The study reported that the urine samples of e-cigarette users contained some of those known carcinogens.
“One of the biggest impetuses for this study is that we know that e-cigarettes and vaping is a useful tool for people to stop smoking, sort of a safe alternative," said senior researcher on the study, Tatum Tarin, MD, in an interview with Targeted Oncology.
"There's been a 900% increase in e-cigarettes and vaping in kids, that wouldn't be smoking otherwise. What we were trying to show is that in kids who are non-smokers, this is not exactly a safe thing, or at least we don't know the full safety profile of electronic cigarettes and vaping."

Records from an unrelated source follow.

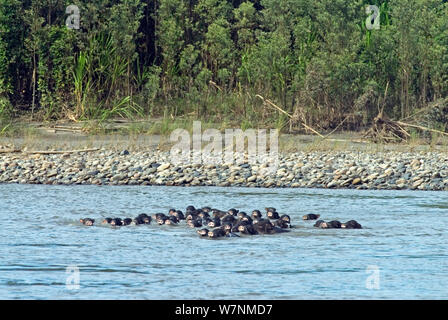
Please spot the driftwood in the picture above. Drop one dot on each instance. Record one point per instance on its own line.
(385, 130)
(421, 128)
(10, 150)
(61, 152)
(269, 102)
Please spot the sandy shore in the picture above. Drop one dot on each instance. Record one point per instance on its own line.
(304, 162)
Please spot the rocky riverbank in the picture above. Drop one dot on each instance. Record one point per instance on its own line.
(331, 169)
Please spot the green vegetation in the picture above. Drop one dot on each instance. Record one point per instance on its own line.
(209, 59)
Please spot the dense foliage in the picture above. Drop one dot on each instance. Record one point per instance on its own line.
(316, 60)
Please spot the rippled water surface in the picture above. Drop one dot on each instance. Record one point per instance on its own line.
(405, 237)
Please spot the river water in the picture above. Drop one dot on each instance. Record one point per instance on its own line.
(401, 253)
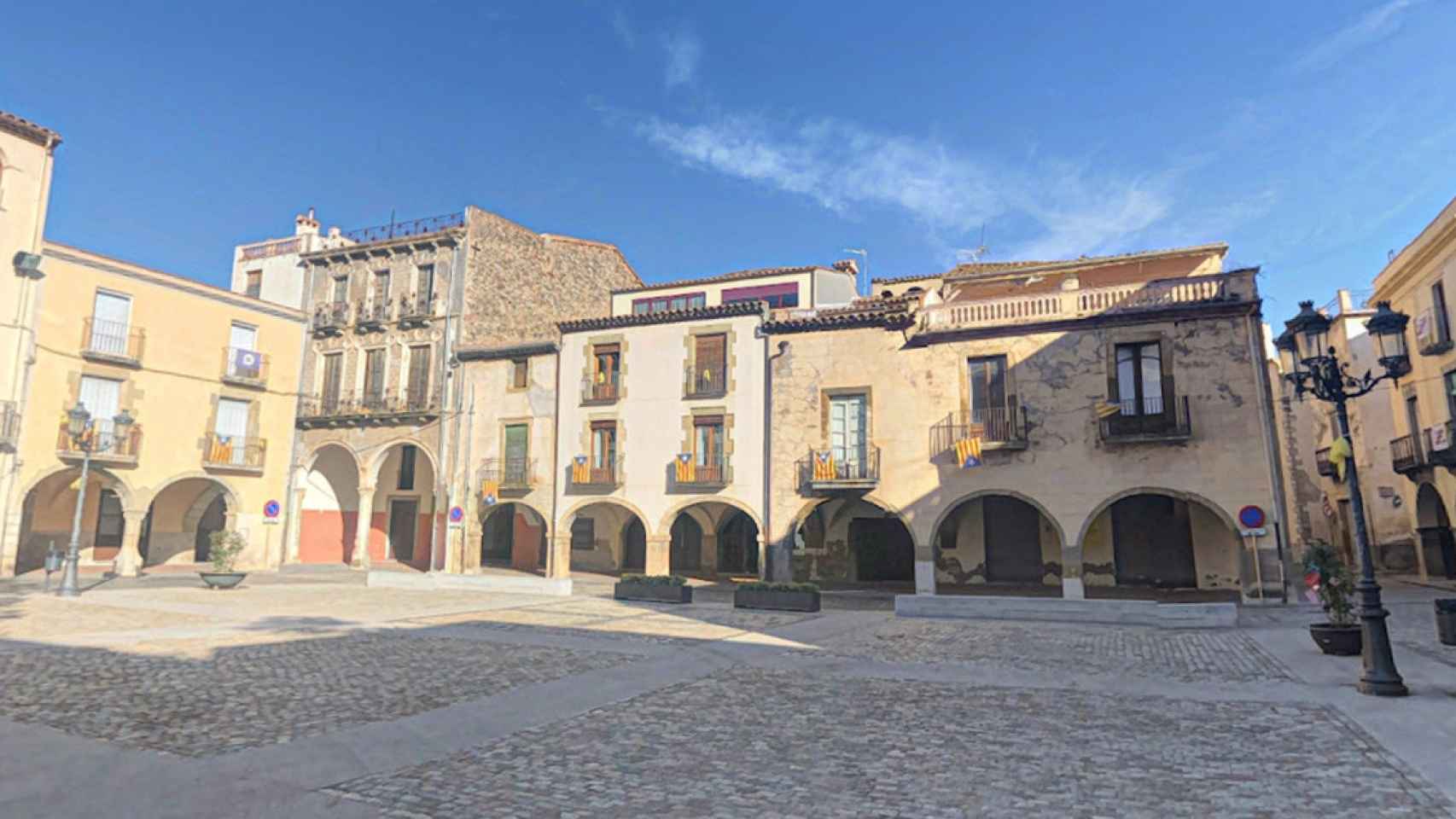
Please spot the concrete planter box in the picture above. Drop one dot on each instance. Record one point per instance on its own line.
(653, 592)
(775, 600)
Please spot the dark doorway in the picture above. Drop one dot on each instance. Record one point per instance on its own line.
(633, 546)
(214, 518)
(882, 550)
(1152, 543)
(404, 520)
(1012, 531)
(686, 549)
(738, 544)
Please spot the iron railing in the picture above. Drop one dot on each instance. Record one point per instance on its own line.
(233, 451)
(117, 340)
(245, 367)
(1158, 421)
(839, 468)
(404, 229)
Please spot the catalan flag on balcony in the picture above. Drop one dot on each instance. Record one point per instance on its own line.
(686, 470)
(969, 453)
(824, 466)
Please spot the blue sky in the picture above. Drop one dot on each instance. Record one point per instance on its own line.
(1313, 137)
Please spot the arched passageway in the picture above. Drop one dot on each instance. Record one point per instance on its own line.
(998, 542)
(513, 534)
(849, 540)
(1435, 530)
(1150, 542)
(328, 526)
(49, 509)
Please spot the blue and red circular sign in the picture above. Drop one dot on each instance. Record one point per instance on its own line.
(1251, 517)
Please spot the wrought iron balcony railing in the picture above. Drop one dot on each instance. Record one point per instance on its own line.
(233, 451)
(247, 367)
(835, 468)
(113, 340)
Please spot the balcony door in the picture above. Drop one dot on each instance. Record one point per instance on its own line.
(847, 433)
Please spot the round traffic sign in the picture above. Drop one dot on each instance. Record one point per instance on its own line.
(1251, 517)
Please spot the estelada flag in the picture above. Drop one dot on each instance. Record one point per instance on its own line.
(969, 453)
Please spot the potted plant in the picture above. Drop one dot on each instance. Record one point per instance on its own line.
(223, 552)
(654, 588)
(779, 596)
(1327, 577)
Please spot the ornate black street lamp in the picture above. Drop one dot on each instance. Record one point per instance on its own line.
(82, 431)
(1311, 365)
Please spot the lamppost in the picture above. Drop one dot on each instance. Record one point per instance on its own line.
(82, 431)
(1312, 367)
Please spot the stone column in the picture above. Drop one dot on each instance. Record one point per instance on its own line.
(1072, 572)
(128, 561)
(658, 556)
(366, 521)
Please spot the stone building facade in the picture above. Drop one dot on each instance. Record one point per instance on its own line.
(1120, 406)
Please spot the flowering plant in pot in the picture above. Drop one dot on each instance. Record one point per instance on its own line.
(1328, 577)
(223, 550)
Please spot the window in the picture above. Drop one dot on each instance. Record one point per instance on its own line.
(783, 294)
(1443, 323)
(1140, 379)
(406, 468)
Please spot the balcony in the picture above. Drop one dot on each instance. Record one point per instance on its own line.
(416, 311)
(999, 428)
(107, 447)
(707, 381)
(9, 427)
(329, 319)
(510, 474)
(839, 470)
(1159, 422)
(233, 453)
(245, 367)
(1076, 303)
(113, 342)
(600, 390)
(698, 478)
(371, 316)
(367, 409)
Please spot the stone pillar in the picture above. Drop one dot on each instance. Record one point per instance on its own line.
(128, 561)
(1072, 572)
(658, 556)
(366, 521)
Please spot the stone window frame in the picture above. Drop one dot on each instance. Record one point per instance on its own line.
(689, 435)
(730, 355)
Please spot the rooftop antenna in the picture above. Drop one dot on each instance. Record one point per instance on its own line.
(861, 288)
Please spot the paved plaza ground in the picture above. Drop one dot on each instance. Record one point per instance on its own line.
(309, 694)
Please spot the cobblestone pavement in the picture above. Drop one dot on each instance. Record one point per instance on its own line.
(1187, 656)
(242, 695)
(853, 746)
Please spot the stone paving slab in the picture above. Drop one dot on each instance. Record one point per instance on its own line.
(202, 697)
(856, 746)
(1185, 656)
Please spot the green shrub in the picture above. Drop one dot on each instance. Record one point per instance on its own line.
(655, 579)
(223, 550)
(771, 587)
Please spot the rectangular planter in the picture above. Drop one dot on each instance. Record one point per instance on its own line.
(653, 592)
(773, 600)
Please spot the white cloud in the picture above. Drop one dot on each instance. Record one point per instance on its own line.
(845, 167)
(683, 53)
(1373, 26)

Researchers collected urine samples from thirteen e-cigarette users and ten non-smoking, non e-cigarette using controls. Using liquid chromactography-mass spectrometry, they tested the samples for five molecules that are known to be bladder carcinogens and are either present in traditional cigarettes or common solvents believed to be used in some e-cigarette formulations. Those molecules are: benzanthracene, benzopyrene, 1-hydroxypyrene, o-toluidine, 2-napthylamine. The patients self-reported abstinence from traditional cigarettes for at least 6 months prior to the specimen collection.
Twelve of the thirteen samples from e-cigarette users tested positive for two of the carcinogenic compounds: o-toluidine, and 2-napthylamine. All samples from the ten control patients tested negative for the 5 molecules. The other three carcinogens were not identified in any samples.
Tarin explained that the two molecules identified have “been studied for a very long time, mostly in environmental exposures. They’re known to be in people who smoked tobacco and used conventional cigarettes. O-toluidine, and 2-napthylamine are known to be bladder cancer-causing agents.”